I was looking for a CD the other day, and was surprised to find that it cost $19. The music industry has been crying in its beer for years now, claiming CD sales are down because of grandmothers and 10 year old girls downloading pirated copies of music.

Meanwhile, over at the Apple iTunes store, I can buy the very same album for $10, with some mild restrictions on how I can use it. So while the music companies have legal competition (with themselves, since they get most of the money passing through the iTunes store) with legal music downloads, their response to that competition is to raise CD prices to all time highs.

What is wrong with this picture? Any rational business, faced with competition, looks for ways to reduce costs and compete. But instead, the music industry seems to have a death wish. With CD sales down, their thinking is, apparently, "We'll show them--if our thieving, pirated-minded customers won't buy CDs, we'll teach them a lesson by making CDs even more expensive than ever!"

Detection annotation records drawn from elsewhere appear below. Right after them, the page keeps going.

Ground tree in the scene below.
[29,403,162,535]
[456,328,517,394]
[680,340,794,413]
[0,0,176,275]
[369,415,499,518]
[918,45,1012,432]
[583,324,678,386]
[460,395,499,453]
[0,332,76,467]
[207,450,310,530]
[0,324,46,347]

With the cost of producing a CD at most about a dollar, it's hard to imagine that CDs can't be sold for less than an $18 markup. And in fact, you can find lots of music CDs at online stores (mostly older stuff) for well under $10.

We're watching the death of an industry, and it is slow suicide. People love music, and are very willing to pay for quality; there is a role for the music companies. But those same companies are refusing to adjust to a new market reality.

There is a lesson here for communities as well. If your leaders refuse to adjust to new market opportunities, continue to chase old, Manufacturing Economy businesses, and insist on steering the economic ship of the community onto the iceberg, everyone loses.

The world and our local/national/global notions of "the economy" have been changing ever since the first person bought some clay pots in exchange for two sheep. The idea that we can somehow stop the world and keep our communities just the way they were forty years ago is slow suicide, and it is the community itself that will die.

We can't stop change and growth--we can only manage it.